Pizza in its proper form was not invented until the 18th or 19th century in Naples, Italy. However, the bread-based dish has been served in some form or fashion for thousands of years with documentation of pizza-like dishes going back nearly 2,000 years to the Roman Empire. One of the most popular of these pizzas included a topping of figs, a fruit that was abundant in many parts of the Roman empire. Figs were commonly known as "the bread of the poor" because they were so abundant. Figs were often served with focaccia as a meal. And depictions of this dish can even be seen in surviving Pompeii frescos, according to Tour Rome. These fig 'pizzas' were served during fig season, which falls from July to September, when the fruit was in season, and used unleavened bread as the base.
And though the 'pizzas' enjoyed during Roman times are quite different than their current form, figs would still make an interesting topping choice, especially when paired with prosciutto and a balsamic glaze.
A Hawaiian delicacy, by way of Canada and Greece
But if fruit on pizza is such a historied concept, the origins of pineapple pizza must be equally entrenched in tradition, right? Well, actually, no. Pineapple pizza is a relatively recent invention, having been conjured up in the 1960s by a Greek restauranteur working out of Canada. Sam Panopoulos, originally invented the Hawaiian pizza in 1962 as a way of bringing in new customers to one of his Ontario-based restaurants. At the time in Canada, according to Panopoulos, pizza was considered somewhat of a novelty food. And Panopoulos was not shy about experimenting with toppings beyond the basic pepperoni.
A part of the draw of pineapple on pizza came from the popular Tiki trend that swept through all aspects of popular culture in the 1960s. And pineapple in particular was a popular ingredient in many 1960s recipes, some of which now seem, well dated. So why did the pineapple pizza, of all pineapple recipes, stick around? It could be because the fruit adds a satisfying freshness and sweetness to an otherwise salty dish. And, when paired with ham as a pizza topping, makes for a great topping to the cheesy pie. And, like figs in Roman times, pineapples are abundantly available, albeit in canned form, and inexpensive.
Fruit does belong on pizza, actually
And though pineapple on pizza may be downright infuriating for some pizza enthusiasts. Its enduring popularity speaks for itself. However, even if you count yourself among the pineapple pizza naysayers, you shouldn't discount the idea of fruit as a pizza topping entirely. Many fresh (and even sweet) toppings can help you expand your idea of what makes for a good pizza.

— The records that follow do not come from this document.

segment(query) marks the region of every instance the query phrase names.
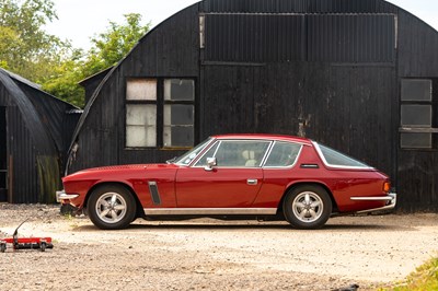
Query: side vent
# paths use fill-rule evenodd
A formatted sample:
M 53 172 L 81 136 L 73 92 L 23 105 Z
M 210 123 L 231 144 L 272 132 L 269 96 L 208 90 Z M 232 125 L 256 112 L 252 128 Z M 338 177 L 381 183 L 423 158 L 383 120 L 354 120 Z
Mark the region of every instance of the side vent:
M 150 181 L 148 182 L 148 184 L 153 205 L 161 205 L 160 193 L 158 191 L 157 182 Z

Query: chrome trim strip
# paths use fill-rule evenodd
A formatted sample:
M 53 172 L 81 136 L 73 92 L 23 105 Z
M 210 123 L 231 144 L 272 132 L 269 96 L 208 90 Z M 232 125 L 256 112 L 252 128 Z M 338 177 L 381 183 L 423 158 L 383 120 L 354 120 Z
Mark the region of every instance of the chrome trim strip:
M 79 194 L 67 194 L 66 190 L 56 191 L 56 201 L 62 202 L 64 200 L 72 200 L 77 198 Z
M 369 197 L 368 196 L 368 197 L 351 197 L 349 199 L 351 199 L 354 201 L 382 201 L 382 200 L 390 201 L 390 200 L 392 200 L 394 198 L 391 197 L 391 196 L 383 196 L 383 197 Z
M 321 149 L 320 149 L 320 144 L 318 143 L 318 142 L 315 142 L 315 141 L 313 141 L 312 140 L 312 144 L 313 144 L 313 147 L 314 147 L 314 149 L 316 150 L 316 152 L 318 152 L 318 154 L 320 155 L 320 158 L 321 158 L 321 160 L 322 160 L 322 162 L 324 163 L 324 165 L 326 165 L 326 166 L 328 166 L 328 167 L 333 167 L 333 168 L 345 168 L 345 170 L 376 170 L 374 167 L 372 167 L 372 166 L 348 166 L 348 165 L 333 165 L 333 164 L 330 164 L 326 160 L 325 160 L 325 156 L 324 156 L 324 154 L 322 153 L 322 151 L 321 151 Z M 334 150 L 334 151 L 336 151 L 336 150 Z M 337 151 L 338 152 L 338 151 Z M 342 152 L 339 152 L 341 154 L 344 154 L 344 153 L 342 153 Z M 345 155 L 345 154 L 344 154 Z M 353 159 L 353 158 L 351 158 Z M 353 159 L 353 160 L 355 160 L 355 159 Z M 357 161 L 357 160 L 356 160 Z M 360 162 L 360 161 L 358 161 L 358 162 Z M 360 162 L 360 163 L 362 163 L 362 162 Z
M 370 213 L 370 212 L 378 212 L 378 211 L 385 211 L 385 210 L 394 209 L 395 205 L 396 205 L 396 194 L 395 193 L 389 193 L 388 196 L 385 196 L 384 198 L 388 198 L 388 197 L 391 198 L 391 200 L 390 200 L 390 202 L 388 205 L 385 205 L 383 207 L 373 208 L 373 209 L 356 211 L 355 213 L 356 214 L 364 214 L 364 213 Z M 364 198 L 364 197 L 359 197 L 359 198 Z M 380 200 L 383 200 L 383 199 L 380 199 Z
M 145 208 L 146 216 L 274 216 L 277 208 Z

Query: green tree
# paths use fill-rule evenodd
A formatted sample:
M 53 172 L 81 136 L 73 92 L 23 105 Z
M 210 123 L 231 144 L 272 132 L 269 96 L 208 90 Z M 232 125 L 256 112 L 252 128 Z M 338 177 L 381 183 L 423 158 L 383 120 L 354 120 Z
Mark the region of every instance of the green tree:
M 1 0 L 0 65 L 32 81 L 48 75 L 70 47 L 43 30 L 55 19 L 50 0 Z
M 82 107 L 84 93 L 78 82 L 119 62 L 149 27 L 136 13 L 126 14 L 123 24 L 110 22 L 106 32 L 91 39 L 88 53 L 73 50 L 69 59 L 53 68 L 51 75 L 42 80 L 43 90 Z
M 88 54 L 84 73 L 92 75 L 120 61 L 150 28 L 142 25 L 138 13 L 125 14 L 125 23 L 110 22 L 106 32 L 91 38 L 93 44 Z

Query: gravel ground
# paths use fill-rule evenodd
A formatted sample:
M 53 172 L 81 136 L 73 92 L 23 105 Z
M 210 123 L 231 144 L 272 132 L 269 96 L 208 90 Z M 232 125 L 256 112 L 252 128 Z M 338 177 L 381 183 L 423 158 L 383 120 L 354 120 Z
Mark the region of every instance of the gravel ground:
M 333 290 L 402 280 L 438 251 L 438 214 L 345 217 L 318 231 L 198 219 L 97 230 L 57 206 L 0 205 L 0 237 L 51 236 L 0 253 L 0 290 Z

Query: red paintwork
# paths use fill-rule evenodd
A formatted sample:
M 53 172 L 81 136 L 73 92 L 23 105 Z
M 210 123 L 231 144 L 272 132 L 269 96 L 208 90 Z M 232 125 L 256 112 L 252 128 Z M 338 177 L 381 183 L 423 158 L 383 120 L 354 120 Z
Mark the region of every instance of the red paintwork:
M 103 183 L 119 183 L 131 188 L 143 208 L 277 208 L 290 186 L 315 183 L 332 194 L 339 212 L 385 205 L 385 201 L 353 201 L 350 197 L 385 196 L 383 184 L 389 182 L 388 176 L 373 168 L 328 168 L 309 139 L 273 135 L 224 135 L 214 138 L 283 140 L 301 143 L 303 148 L 291 168 L 215 167 L 208 172 L 203 167 L 175 164 L 107 166 L 65 177 L 65 190 L 67 194 L 79 194 L 78 198 L 70 201 L 78 208 L 83 208 L 91 189 Z M 301 168 L 300 164 L 318 164 L 319 168 Z M 257 179 L 258 184 L 249 186 L 247 178 Z M 152 202 L 149 181 L 155 182 L 159 188 L 159 206 Z
M 14 238 L 13 237 L 8 237 L 8 238 L 1 238 L 2 242 L 7 244 L 13 244 Z M 19 244 L 39 244 L 42 242 L 45 242 L 47 244 L 51 244 L 51 237 L 20 237 L 16 240 Z

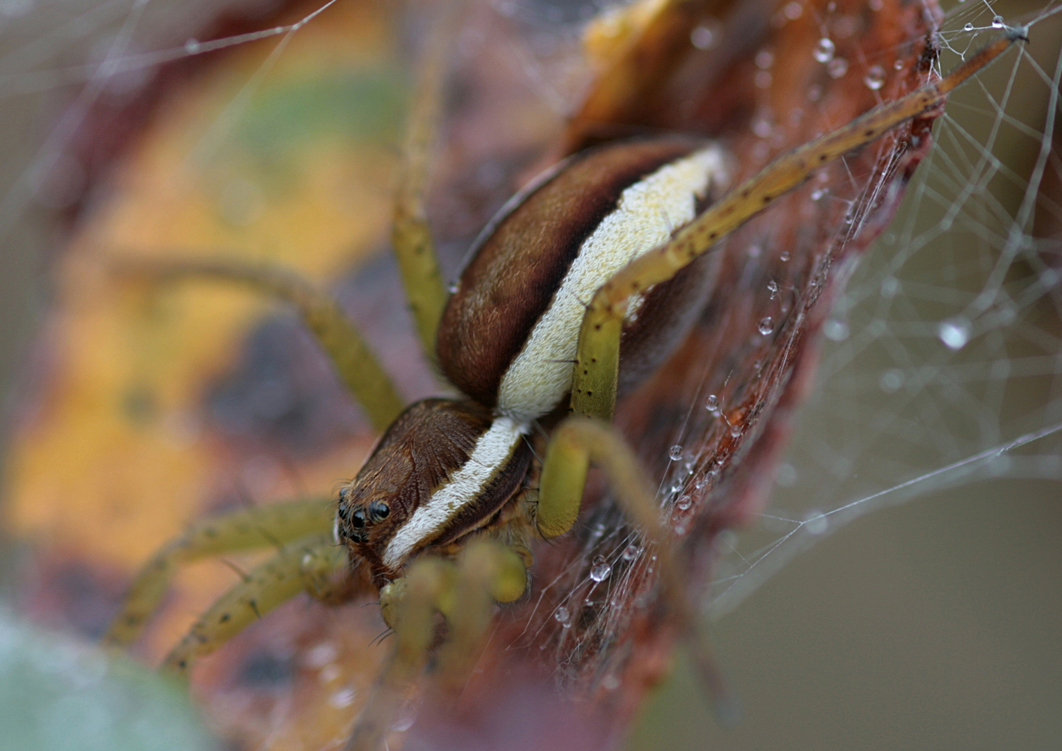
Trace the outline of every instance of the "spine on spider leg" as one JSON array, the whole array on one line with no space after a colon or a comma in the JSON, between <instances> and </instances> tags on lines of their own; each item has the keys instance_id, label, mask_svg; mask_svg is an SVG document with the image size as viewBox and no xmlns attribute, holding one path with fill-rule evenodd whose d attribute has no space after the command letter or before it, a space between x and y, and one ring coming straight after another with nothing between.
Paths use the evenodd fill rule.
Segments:
<instances>
[{"instance_id":1,"label":"spine on spider leg","mask_svg":"<svg viewBox=\"0 0 1062 751\"><path fill-rule=\"evenodd\" d=\"M719 240L806 182L815 171L877 139L891 129L944 103L947 95L971 75L1026 39L1024 28L1008 29L998 39L961 64L943 80L881 104L846 125L773 159L757 174L713 204L673 240L635 258L598 289L579 332L571 389L572 409L607 419L614 402L620 323L631 295L667 281ZM590 366L593 363L594 366ZM605 363L607 366L601 366ZM614 399L614 396L613 396Z\"/></svg>"},{"instance_id":2,"label":"spine on spider leg","mask_svg":"<svg viewBox=\"0 0 1062 751\"><path fill-rule=\"evenodd\" d=\"M434 353L435 334L447 292L435 255L425 208L428 166L442 113L447 52L457 36L460 3L443 11L428 39L413 89L409 123L402 144L402 164L395 191L391 244L401 274L406 298L417 335L427 353Z\"/></svg>"}]
</instances>

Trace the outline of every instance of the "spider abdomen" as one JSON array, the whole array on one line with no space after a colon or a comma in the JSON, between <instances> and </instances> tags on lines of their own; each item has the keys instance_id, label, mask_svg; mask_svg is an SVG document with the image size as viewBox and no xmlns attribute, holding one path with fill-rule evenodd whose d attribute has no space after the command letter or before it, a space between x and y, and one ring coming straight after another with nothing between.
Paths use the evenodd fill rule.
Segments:
<instances>
[{"instance_id":1,"label":"spider abdomen","mask_svg":"<svg viewBox=\"0 0 1062 751\"><path fill-rule=\"evenodd\" d=\"M585 304L710 203L724 161L703 140L624 141L577 154L517 194L476 241L443 314L436 354L447 378L499 414L526 422L552 411L571 388ZM636 366L623 381L676 342L707 269L695 264L632 303L622 356Z\"/></svg>"}]
</instances>

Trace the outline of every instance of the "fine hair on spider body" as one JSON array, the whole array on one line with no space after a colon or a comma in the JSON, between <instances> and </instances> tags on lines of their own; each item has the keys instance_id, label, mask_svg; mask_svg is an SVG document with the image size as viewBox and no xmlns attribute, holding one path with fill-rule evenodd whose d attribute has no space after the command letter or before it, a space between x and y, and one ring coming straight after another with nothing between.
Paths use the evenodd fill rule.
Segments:
<instances>
[{"instance_id":1,"label":"fine hair on spider body","mask_svg":"<svg viewBox=\"0 0 1062 751\"><path fill-rule=\"evenodd\" d=\"M782 154L737 185L725 149L701 138L644 137L580 151L506 204L447 295L423 206L446 49L445 34L433 37L393 239L422 343L462 396L402 408L338 306L287 272L224 262L126 264L123 273L220 277L293 303L382 437L335 501L272 505L189 528L134 582L107 639L135 639L176 565L193 558L263 540L280 548L171 652L166 665L178 672L298 592L341 596L335 573L365 567L395 638L348 748L379 748L433 650L442 680L459 684L467 675L495 603L529 590L532 541L576 524L595 464L624 514L655 544L663 598L725 713L727 697L654 490L612 426L617 394L650 376L687 332L705 305L709 251L726 235L822 165L940 107L1023 38L1024 30L1007 30L943 80Z\"/></svg>"}]
</instances>

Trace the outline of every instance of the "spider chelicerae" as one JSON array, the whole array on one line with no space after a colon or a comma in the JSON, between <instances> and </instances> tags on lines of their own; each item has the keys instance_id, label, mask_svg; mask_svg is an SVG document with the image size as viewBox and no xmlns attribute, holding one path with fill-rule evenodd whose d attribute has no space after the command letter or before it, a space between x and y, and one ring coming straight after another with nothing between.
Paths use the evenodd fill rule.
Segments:
<instances>
[{"instance_id":1,"label":"spider chelicerae","mask_svg":"<svg viewBox=\"0 0 1062 751\"><path fill-rule=\"evenodd\" d=\"M655 494L610 425L616 394L651 373L685 334L703 305L699 281L710 273L702 259L718 241L823 165L939 107L1022 36L1008 31L942 82L736 185L725 152L701 139L641 137L580 150L502 209L452 294L434 262L421 203L440 89L432 78L442 69L438 57L429 62L406 149L394 246L421 339L464 397L404 409L339 308L282 270L224 262L126 268L141 276L225 277L293 303L383 438L336 506L272 505L190 528L147 566L109 639L136 637L186 559L280 547L196 622L167 660L175 670L298 592L342 597L333 575L353 560L367 568L394 629L391 658L350 741L375 748L429 655L439 676L463 679L495 603L525 596L532 541L575 524L594 463L655 545L665 607L714 684ZM440 42L434 54L444 50Z\"/></svg>"}]
</instances>

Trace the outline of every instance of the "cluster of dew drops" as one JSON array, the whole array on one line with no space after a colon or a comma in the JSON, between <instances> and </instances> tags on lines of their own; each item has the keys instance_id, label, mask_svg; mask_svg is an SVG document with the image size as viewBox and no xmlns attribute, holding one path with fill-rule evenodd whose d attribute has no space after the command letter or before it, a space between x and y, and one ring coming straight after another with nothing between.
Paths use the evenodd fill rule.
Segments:
<instances>
[{"instance_id":1,"label":"cluster of dew drops","mask_svg":"<svg viewBox=\"0 0 1062 751\"><path fill-rule=\"evenodd\" d=\"M965 2L965 0L959 0L959 2ZM884 7L883 0L870 0L868 3L872 11L880 11ZM827 13L834 13L837 10L837 4L830 2L826 6ZM788 21L796 20L804 14L804 6L801 2L789 2L784 5L778 14L775 15L773 23L775 27L781 27ZM846 21L841 19L840 24L844 24ZM838 21L835 20L835 24ZM1004 27L1004 19L1000 16L995 16L992 19L992 28L1000 29ZM963 27L964 31L971 32L975 31L973 23L966 23ZM704 23L698 25L690 33L690 41L697 49L708 50L715 47L721 38L721 28L710 23ZM824 65L826 67L826 73L833 79L841 79L849 73L849 61L844 57L837 55L837 45L828 36L828 34L823 34L822 37L816 42L815 48L811 51L811 55L815 57L816 62ZM759 89L767 89L770 87L772 82L771 69L774 66L774 54L769 49L759 50L754 62L757 68L757 72L754 76L754 83ZM893 69L896 71L903 70L904 62L897 59L893 64ZM888 73L885 68L880 65L871 65L867 68L863 73L863 84L867 88L872 91L877 91L881 89L888 79ZM821 88L811 87L808 90L808 100L810 102L818 101L822 96ZM800 117L800 113L793 115L793 117ZM776 136L776 129L772 124L769 114L760 113L752 123L752 130L756 136L761 139L768 139ZM811 200L819 201L825 194L824 189L812 191ZM788 254L783 254L780 258L782 261L789 260ZM777 281L771 280L768 283L768 292L770 293L770 298L773 301L782 290ZM456 290L451 289L451 292ZM770 315L765 315L757 324L757 330L763 336L768 336L774 330L774 320ZM954 326L953 326L954 328ZM948 329L950 331L952 329ZM953 348L957 348L957 345L941 335L942 339L945 339L947 343ZM953 335L953 339L956 339ZM726 422L729 421L726 414L723 411L722 404L719 396L716 394L709 394L704 399L704 408L719 420ZM739 424L730 425L730 433L732 437L737 438L741 434L742 428ZM688 512L692 507L692 495L687 491L692 491L695 493L702 492L712 478L718 474L718 468L709 468L707 472L699 475L696 480L691 483L691 487L687 489L687 480L695 473L696 457L693 457L688 451L685 451L683 446L675 444L671 446L668 451L668 458L672 462L672 468L669 472L670 483L667 487L667 493L662 502L662 507L668 511L668 515L671 518L671 526L674 532L680 536L687 531L688 525ZM602 530L603 532L603 530ZM618 550L618 548L617 548ZM618 552L616 559L621 560L624 564L634 564L637 559L639 559L646 549L639 546L636 542L632 542L626 545L621 551ZM651 556L648 561L647 570L652 573L653 564L656 557ZM594 585L600 584L609 579L613 574L614 567L610 563L609 559L604 556L596 556L590 565L590 570L588 574L589 580L594 582ZM553 611L553 618L565 629L570 628L572 624L572 611L565 604L559 605Z\"/></svg>"}]
</instances>

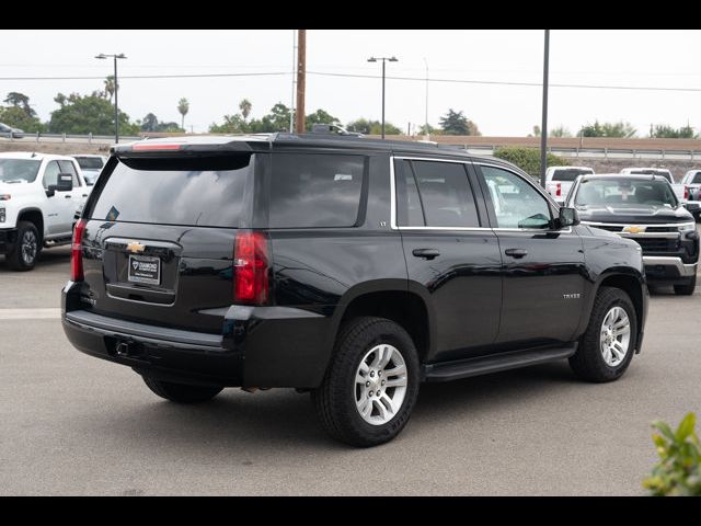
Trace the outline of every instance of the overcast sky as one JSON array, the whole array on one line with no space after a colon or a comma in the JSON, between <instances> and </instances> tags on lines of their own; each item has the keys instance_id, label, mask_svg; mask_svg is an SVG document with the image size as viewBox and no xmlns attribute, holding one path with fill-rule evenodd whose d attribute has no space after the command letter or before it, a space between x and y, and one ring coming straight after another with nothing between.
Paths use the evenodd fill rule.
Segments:
<instances>
[{"instance_id":1,"label":"overcast sky","mask_svg":"<svg viewBox=\"0 0 701 526\"><path fill-rule=\"evenodd\" d=\"M103 77L113 64L99 53L124 53L119 76L262 73L268 77L120 79L119 107L131 119L154 113L180 122L180 98L189 101L186 127L206 132L239 101L253 103L253 117L277 102L290 105L292 30L257 31L5 31L0 50L0 95L20 91L43 119L57 107L57 92L90 93L100 80L7 80L9 77ZM595 85L701 88L701 31L551 32L551 82ZM542 81L543 32L433 30L309 30L310 72L379 75L369 56L395 55L388 76L506 82ZM424 81L387 83L387 121L402 128L424 122ZM344 124L380 118L381 83L372 78L309 75L308 113L321 107ZM524 136L540 124L540 87L430 82L428 121L451 107L463 111L483 135ZM701 127L701 91L655 92L552 88L550 126L571 132L588 122L628 121L645 136L651 123Z\"/></svg>"}]
</instances>

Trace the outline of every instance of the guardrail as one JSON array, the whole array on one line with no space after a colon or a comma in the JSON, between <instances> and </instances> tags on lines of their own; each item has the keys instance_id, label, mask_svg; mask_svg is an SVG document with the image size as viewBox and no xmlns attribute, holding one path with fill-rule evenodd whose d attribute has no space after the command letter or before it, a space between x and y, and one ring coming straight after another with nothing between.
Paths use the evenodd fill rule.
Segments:
<instances>
[{"instance_id":1,"label":"guardrail","mask_svg":"<svg viewBox=\"0 0 701 526\"><path fill-rule=\"evenodd\" d=\"M34 141L34 142L73 142L73 144L88 144L88 145L113 145L114 135L77 135L77 134L22 134L22 136L9 136L1 135L0 138L9 141ZM119 136L119 140L125 142L131 140L140 140L143 137L136 136Z\"/></svg>"},{"instance_id":2,"label":"guardrail","mask_svg":"<svg viewBox=\"0 0 701 526\"><path fill-rule=\"evenodd\" d=\"M492 156L498 146L486 145L450 145L464 149L470 153ZM549 153L578 159L637 159L669 161L701 161L700 150L663 150L663 149L628 149L628 148L562 148L549 147Z\"/></svg>"},{"instance_id":3,"label":"guardrail","mask_svg":"<svg viewBox=\"0 0 701 526\"><path fill-rule=\"evenodd\" d=\"M10 141L34 141L34 142L72 142L88 145L112 145L112 135L74 135L74 134L24 134L22 137L2 136L2 139ZM140 140L141 136L122 136L120 141L128 142ZM491 156L494 150L502 145L466 145L443 142L446 146L453 146L475 155ZM701 150L682 149L654 149L654 148L567 148L552 146L548 148L550 153L567 158L598 158L598 159L631 159L631 160L675 160L675 161L701 161Z\"/></svg>"}]
</instances>

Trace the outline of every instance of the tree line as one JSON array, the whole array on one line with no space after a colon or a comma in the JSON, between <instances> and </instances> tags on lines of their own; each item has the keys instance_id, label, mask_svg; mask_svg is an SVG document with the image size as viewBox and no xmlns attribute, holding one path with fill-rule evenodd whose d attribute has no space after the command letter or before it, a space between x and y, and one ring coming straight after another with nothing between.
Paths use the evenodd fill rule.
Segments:
<instances>
[{"instance_id":1,"label":"tree line","mask_svg":"<svg viewBox=\"0 0 701 526\"><path fill-rule=\"evenodd\" d=\"M101 90L90 94L70 93L65 95L58 93L54 101L58 108L53 111L47 122L42 122L30 104L30 98L24 93L12 91L3 100L4 105L0 105L0 123L12 127L21 128L27 133L53 133L53 134L76 134L76 135L111 135L114 132L114 106L112 104L115 93L114 77L110 76L104 80ZM119 111L119 129L123 135L138 135L141 132L185 132L185 116L189 113L189 102L187 99L177 101L175 110L181 115L181 122L159 121L153 113L148 113L143 118L131 121L129 115ZM237 112L227 114L222 122L211 123L209 133L214 134L260 134L273 132L287 132L290 128L290 121L294 121L294 111L278 102L267 114L260 118L250 118L253 104L248 99L243 99ZM364 135L380 135L382 124L376 119L365 117L356 118L345 125L335 116L323 108L319 108L304 117L307 130L311 130L314 124L333 124L343 126L349 132L357 132ZM424 124L413 130L403 130L393 123L384 123L387 135L401 135L409 133L417 136L435 135L460 135L479 136L482 135L478 125L464 115L464 112L449 108L440 117L438 126ZM529 137L540 137L540 127L533 126ZM586 124L579 128L576 135L572 134L564 126L556 126L549 130L550 137L637 137L637 130L627 122ZM650 126L647 137L652 138L683 138L696 139L698 134L687 124L675 128L666 124Z\"/></svg>"}]
</instances>

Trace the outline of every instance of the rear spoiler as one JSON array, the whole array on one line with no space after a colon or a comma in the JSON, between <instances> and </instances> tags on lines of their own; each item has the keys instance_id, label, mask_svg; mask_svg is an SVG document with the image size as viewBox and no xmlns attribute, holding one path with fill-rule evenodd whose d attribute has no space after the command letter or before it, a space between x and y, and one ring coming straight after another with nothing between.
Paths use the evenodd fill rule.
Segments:
<instances>
[{"instance_id":1,"label":"rear spoiler","mask_svg":"<svg viewBox=\"0 0 701 526\"><path fill-rule=\"evenodd\" d=\"M187 142L187 141L156 141L139 140L125 145L114 145L110 148L110 153L117 158L130 157L180 157L180 156L206 156L226 155L230 152L254 152L267 151L271 142L267 140L229 140L226 142Z\"/></svg>"}]
</instances>

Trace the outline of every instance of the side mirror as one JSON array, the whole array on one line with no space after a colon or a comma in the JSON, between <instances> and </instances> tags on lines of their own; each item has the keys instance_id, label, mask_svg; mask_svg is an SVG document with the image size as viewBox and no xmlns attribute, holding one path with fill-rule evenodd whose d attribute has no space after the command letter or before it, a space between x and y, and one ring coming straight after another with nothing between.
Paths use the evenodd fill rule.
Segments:
<instances>
[{"instance_id":1,"label":"side mirror","mask_svg":"<svg viewBox=\"0 0 701 526\"><path fill-rule=\"evenodd\" d=\"M579 214L575 208L560 208L560 216L558 217L559 228L575 227L579 225Z\"/></svg>"},{"instance_id":2,"label":"side mirror","mask_svg":"<svg viewBox=\"0 0 701 526\"><path fill-rule=\"evenodd\" d=\"M70 192L71 190L73 190L73 176L70 173L59 173L56 192Z\"/></svg>"}]
</instances>

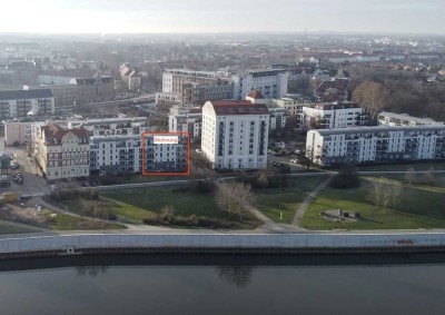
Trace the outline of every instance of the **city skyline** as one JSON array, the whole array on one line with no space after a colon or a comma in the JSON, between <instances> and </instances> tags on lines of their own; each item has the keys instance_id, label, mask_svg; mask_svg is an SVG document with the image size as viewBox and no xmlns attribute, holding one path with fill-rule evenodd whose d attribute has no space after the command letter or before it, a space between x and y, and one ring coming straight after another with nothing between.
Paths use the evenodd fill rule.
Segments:
<instances>
[{"instance_id":1,"label":"city skyline","mask_svg":"<svg viewBox=\"0 0 445 315\"><path fill-rule=\"evenodd\" d=\"M265 0L255 6L228 0L56 0L2 4L1 32L192 33L192 32L392 32L443 33L439 0ZM20 21L20 22L18 22Z\"/></svg>"}]
</instances>

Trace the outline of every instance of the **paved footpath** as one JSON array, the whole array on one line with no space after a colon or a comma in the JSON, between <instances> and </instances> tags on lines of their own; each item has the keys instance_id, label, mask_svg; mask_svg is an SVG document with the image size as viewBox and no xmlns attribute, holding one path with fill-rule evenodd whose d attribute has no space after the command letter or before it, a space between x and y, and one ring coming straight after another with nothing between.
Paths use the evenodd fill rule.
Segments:
<instances>
[{"instance_id":1,"label":"paved footpath","mask_svg":"<svg viewBox=\"0 0 445 315\"><path fill-rule=\"evenodd\" d=\"M300 220L303 219L307 207L309 207L310 203L313 201L313 199L315 197L317 197L317 195L319 194L319 191L322 191L323 189L325 189L327 187L327 185L330 181L330 177L329 179L323 181L317 188L315 188L301 203L301 205L299 205L299 208L297 210L297 213L295 214L294 220L293 220L293 225L294 226L298 226Z\"/></svg>"}]
</instances>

Pears, for example, make for a delicious topping, especially on a white or olive oil-based pizza. Paired with mozzarella, Brie, or a blue cheese crumble, and topped with arugula, and drizzled with a balsamic glaze, pears can shine on a pie. And a peach and gorgonzola pizza would make for a refreshing choice for a summer cookout. If you're looking to amp up your pineapple pizza, however, you can always switch up your pizza base. A chicken barbecue pizza, for example, can help to let your pineapples shine. Or why not kick it old school? Use ancient Romans as your guide, and try out a fig and prosciutto pizza with balsamic glaze.